Hi everyone,
I had my ectopic last September (after doing IVF for the first time, two years into TTC) that resulted in having my right fallopian tube removed. I had a strange occurrence of events where my Hcg levels started to increase again after the surgery, so about 3 weeks after my surgery, I had a D&C (that didn’t stop the rising Hcg), so then an additional shot of methotrexate which finally stopped it. It was a very painful experience for me (physically, emotionally)…but I got through it. In Feb we tried a round of Clomid/IUI (no luck) and in April we tried IVF a second time (only one day 6 Embryo) but no luck again.
They are increasing my meds this time and I am hoping for better results. I turned 37 last week and usually like my bday, but not this year.
A friend of mine was two weeks ahead of me with her pregnancy when I was pregnant last year, and it’s been really hard for me to watch her pregnancy and the milestones of her son on social media.
I’ve been really moody the last few weeks, and in particular today. Tuesday I have to do this SHG test to make sure my uterus is OK and what not. Very nervous I’ll hear bad news.
Just feeling a lot of fear about starting IVF again, and not sure how to stay hopeful when mostly I’m fearing another disappointment.

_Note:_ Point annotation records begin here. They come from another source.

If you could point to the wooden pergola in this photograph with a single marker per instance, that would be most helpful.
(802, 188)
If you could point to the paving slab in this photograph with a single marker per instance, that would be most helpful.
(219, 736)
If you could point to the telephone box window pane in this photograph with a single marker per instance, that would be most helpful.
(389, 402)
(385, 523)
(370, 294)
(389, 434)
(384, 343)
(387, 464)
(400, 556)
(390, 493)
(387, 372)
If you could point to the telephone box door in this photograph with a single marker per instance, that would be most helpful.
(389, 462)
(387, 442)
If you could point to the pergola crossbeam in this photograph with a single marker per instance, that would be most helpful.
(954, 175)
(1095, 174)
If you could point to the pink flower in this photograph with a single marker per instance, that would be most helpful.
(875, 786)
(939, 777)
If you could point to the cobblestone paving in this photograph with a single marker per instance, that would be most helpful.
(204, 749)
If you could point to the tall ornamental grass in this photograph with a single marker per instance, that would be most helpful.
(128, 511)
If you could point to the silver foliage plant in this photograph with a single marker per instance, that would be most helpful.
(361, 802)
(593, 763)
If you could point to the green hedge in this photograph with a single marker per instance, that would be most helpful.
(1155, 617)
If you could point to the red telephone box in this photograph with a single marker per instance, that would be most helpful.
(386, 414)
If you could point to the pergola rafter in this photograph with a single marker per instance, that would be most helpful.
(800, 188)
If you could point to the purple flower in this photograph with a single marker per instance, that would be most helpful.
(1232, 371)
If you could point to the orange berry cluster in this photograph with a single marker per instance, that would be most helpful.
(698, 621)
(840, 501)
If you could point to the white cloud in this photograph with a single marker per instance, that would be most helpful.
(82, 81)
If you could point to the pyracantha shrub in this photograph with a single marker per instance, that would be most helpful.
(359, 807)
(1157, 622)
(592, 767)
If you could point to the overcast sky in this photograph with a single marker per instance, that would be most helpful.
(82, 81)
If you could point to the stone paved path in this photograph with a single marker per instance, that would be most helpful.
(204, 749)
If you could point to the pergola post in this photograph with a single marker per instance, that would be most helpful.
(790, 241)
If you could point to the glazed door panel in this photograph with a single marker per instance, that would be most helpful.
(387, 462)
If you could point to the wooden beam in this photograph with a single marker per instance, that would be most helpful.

I am a spiritual person of faith, and am trying to pray and keep up my self-care, but am really struggling.
I also really struggle with the two week wait and how to not sleuth the internet for clues on what ‘may’ or ‘may not’ be happening. Any advice on how to get through that, or any advice at all, is gratefully appreciated.
Thanks,
Jennifer
A www jennifer, you’re going through so much. I know the pain and worry won’t go away until you are pregnant and have your baby in your arms. It’s an awful feeling that you can’t control. I’ve had 2 ectopics not I’ve but I know hoe you feel I’m 5 days post operation and I’m miserable and snappy. Try and keep strong and not get stressed if you can because that may affect you getting pregnant maybe go for a long walk to de stress. I know I can’t get pregnant when stressed but when I didn’t worry about it I got pregnant twice! Weird isn’t it. Sending you love, hope, and that things will happen for you. We are trying again next year maybe IVF but still have one more tube to try. Can I ask do they fertilise the egg and out it in the uterus or do they put it in the tube? Xxx 
Thanks for your thoughts C_Louise! Had my SHG test today and luckily, my uterus is looking OK (no fibroids or scar tissue) so we are good to go with IVF.
IVF is where they give you ovulation stimulation drugs, they take out the viable follicles/eggs, and yes, fertilize with sperm outside the body. My clinic in NYC will only transfer embryos that last until day 5 or 6.
I have one tube left on the left, but I guess have ‘unexplained’ infertility since we’ve been trying for three years and it hasn’t happened naturally.
IVF did work for me though (the first time, but was ectopic). The second time I wasn’t so lucky, but am hoping for #3 here!
One thing I’ve decided to do is stay off of social media for the next 6-8 weeks. It triggers me seeing people’s kids, and also, when I get to the 2WW, I’m really going to make a promise to myself to not sleuth around, looking for answers. 
I do take walks and will continue them! Thanks for the reminder about stress. And I send you light and recovery.